Install via the SkillsCat registry.

SKILL.md

Distill — Celebrity Persona Distillation

Scrape any X (Twitter) account using the Dokobot CLI, analyze the person's tweets,
and generate a structured persona SKILL.md that captures their thinking patterns,
communication style, mental models, and decision heuristics.

Works with any AI agent that can run shell commands: Claude Code, Cursor, Windsurf, Codex, OpenClaw, etc.

Prerequisites: Dokobot CLI (npm i -g dokobot), Chrome with Dokobot extension, native bridge (npx dokobot install-bridge).

Usage: /distill <x_handle_or_url> [--screens N] [--output PATH] [--lang zh|en]

Arguments: $ARGUMENTS

Parameters

  • x_handle_or_url (required): X handle (e.g. @elonmusk or elonmusk) or full URL (e.g. https://x.com/elonmusk)
  • --screens N: Number of screens to scroll on the profile page (default: 10, more = more tweets collected)
  • --output PATH: Output directory for the generated SKILL.md (default: current working directory)
  • --lang zh|en: Output language — zh for Chinese, en for English (default: auto-detect from the person's primary language)

Workflow

Follow these steps exactly in order.

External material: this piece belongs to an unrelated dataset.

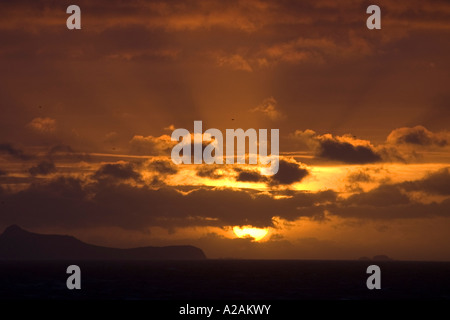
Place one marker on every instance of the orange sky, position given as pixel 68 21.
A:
pixel 363 116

Do NOT skip steps or combine them.

Step 1: Parse Input

Extract the X handle from the arguments:

  • If a URL like https://x.com/username or https://twitter.com/username → extract username
  • If @username → extract username
  • If bare username → use as-is

Set defaults:

  • screens = 10 (or from --screens)
  • output = current working directory (or from --output)
  • lang = auto (or from --lang)

Step 2: Scrape X Profile

npx dokobot doko read "https://x.com/<USERNAME>" --local --screens <SCREENS> --timeout 600 > /tmp/distill-raw-<USERNAME>.txt

Step 3: Continue Scrolling (if needed)

If the output contains Session: with an ID, continue reading:

npx dokobot doko read "https://x.com/<USERNAME>" --local --session-id <SESSION_ID> --screens 10 --timeout 600 >> /tmp/distill-raw-<USERNAME>.txt

Repeat up to 3 times or until you have enough material (~50+ tweets).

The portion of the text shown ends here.